The sound of barking dogs and wagging tails might soon blend with city business in Frisco. Wiggle Butt Academy, a local dog training and behavior center, is hoping to team up with the city’s Animal Facility in a new public-private partnership. The collaboration aims to expand the city’s animal services and give shelter dogs a better chance at finding homes.
If approved, the partnership would bring in professional training programs, community events, and educational workshops for pet owners. Supporters say the project could help reduce overcrowding at the facility and improve the overall quality of care for animals.
Supporters see it as a fresh, creative way to enhance animal care and community programs, but not everyone on the City Council agrees.
Council members like Brian Livingston have voiced doubts about how the plan will work, leaving residents questioning whether this partnership will strengthen Frisco’s animal services, or make them more complicated. He worries the proposal may unintentionally overlook the very problems it hopes to fix.
“We want a feasibility study to make sure this solves a problem and isn’t a $13 million vanity project similar to the failed Frisco Center for the Arts project,” Frisco City Councilman Brian Livingston said. “Personally, based on feedback from the city staff, I don’t believe this project is needed nor will it actually provide much in terms of service to the city,” Livingston said.
Livingston has raised doubts about funding, management responsibilities, and how the partnership would balance public and private interests. His caution isn’t new; it reflects years of experience managing budgets and looking out for taxpayers, a role he says requires asking hard questions before committing public dollars and avoiding unnecessary strain on families.
Others argue that the city should focus on improving its existing animal facility before introducing outside organizations. Supporters believe the collaboration could open doors for new resources, better training, and more outreach to local pet owners, benefits they say could outweigh the potential risks.
Livingston says he’s been listening closely to residents who fear the plan may be expensive without offering clear solutions; a concern he says deserves equal weight as the push for new services.

“Mainly, I have heard from those citizens against it saying it costs too much and it isn’t well thought out,” Livingston said. “The main concern is mixing strays or abandoned animals that may be sick with animals that are being taken care of. Lots of issues about safety and health,” Livingston said, pointing to Frisco’s long dependence on the Collin County Animal Shelter to house stray and unclaimed animals.
Frisco has never operated its own full animal shelter; instead, the city has sent its animals to the county facility, which serves multiple cities. Even as Frisco has grown into one of the fastest-expanding communities in Texas, it still represents only about 11 percent of the animals processed by the county shelter.
That history is what shapes Livingston’s hesitation. To him, the question isn’t whether Frisco needs better animal services. It’s whether the proposed plan genuinely solves the long-standing problem without placing unnecessary strain on taxpayers. Before approving anything, he wants clearer data, a stronger long-term plan, and a structure that truly protects taxpayers.
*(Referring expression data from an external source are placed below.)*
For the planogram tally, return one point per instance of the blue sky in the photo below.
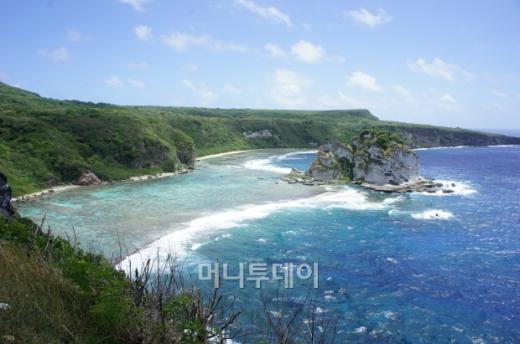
(451, 63)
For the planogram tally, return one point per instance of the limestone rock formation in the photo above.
(373, 158)
(6, 209)
(88, 178)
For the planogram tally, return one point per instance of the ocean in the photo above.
(392, 268)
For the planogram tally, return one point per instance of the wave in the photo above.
(177, 243)
(267, 164)
(459, 147)
(433, 214)
(458, 188)
(293, 155)
(441, 147)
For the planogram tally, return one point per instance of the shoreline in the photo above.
(140, 178)
(211, 156)
(67, 187)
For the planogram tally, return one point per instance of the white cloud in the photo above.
(405, 93)
(448, 98)
(114, 81)
(136, 83)
(205, 94)
(143, 32)
(271, 12)
(363, 81)
(191, 67)
(305, 51)
(500, 94)
(349, 100)
(289, 88)
(137, 65)
(441, 69)
(137, 5)
(232, 89)
(368, 18)
(183, 41)
(275, 51)
(228, 46)
(57, 55)
(73, 36)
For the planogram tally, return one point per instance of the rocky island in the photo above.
(379, 161)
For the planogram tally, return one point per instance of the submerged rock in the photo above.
(6, 208)
(88, 178)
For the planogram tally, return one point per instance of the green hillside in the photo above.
(44, 142)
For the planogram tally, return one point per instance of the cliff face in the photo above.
(371, 158)
(6, 208)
Livingston hints at what a plan he would support might look like: a facility that is sustainable in the long term, and directly improves safety, health, and local access for residents and their pets. One that actually meets the city’s growing needs.
The partnership being discussed could bring new opportunities for students, offering hands-on volunteer roles, basic training experience, and a chance to learn how animal care connects to community service.
Livingston explains how the model would work. “The City of Frisco would build the animal facility to accommodate both the private company, Wiggle Butt, their vet, and a holding facility for Frisco Animal Services,” he said. The city, he added, could charge Wiggle Butt rent to help offset construction and maintenance costs. Any services the company provides to the city, like training, or housing help, would count toward that rent.
This plan reflects Livingston’s practical style. He is known for analyzing a project’s financial core long before the ribbon-cutting stage, pushing for approaches that keep taxpayer costs low.
“This facility could change how Frisco handles lost and stray animals,” he said. “Instead of relying on the county shelter, residents would have a local option. The setup is simple: the city owns the building, Wiggle Butt runs it. That way, taxpayers aren’t paying for all the staff and daily operations.”
The financial structure he describes is one he believes could work and help stabilize the budget. It’s the type of model that aligns with his reputation at City Hall. A former business owner with years of experience managing budgets, Livingston is known for focusing on the financial backbone of a proposal before anything else. Supporters call it steady; critics call it cautious. For Livingston, it’s straightforward; Frisco should invest in solutions that won’t leave residents facing expensive surprises later on.
“They would get a state-of-the-art facility built for their business, and the City of Frisco would be a client,” Livingston said. To him, the credibility of the people running the facility matters just as much as the structure itself. “The owner is a huge animal advocate.”
As Frisco continues to weigh the future of its animal services, the proposed partnership between Wiggle Butt Academy and the city stands at a crossroads between innovation and caution. Supporters see a chance to modernize care, boost adoptions, and bring services closer to home, while critics like Councilman Brian Livingston warn against rushing into an expensive plan without a clear objective.
With the City Council now moving forward on a Letter of Intent, the next few months will determine whether this partnership becomes a model for collaboration or another costly project that fails to deliver on its promise.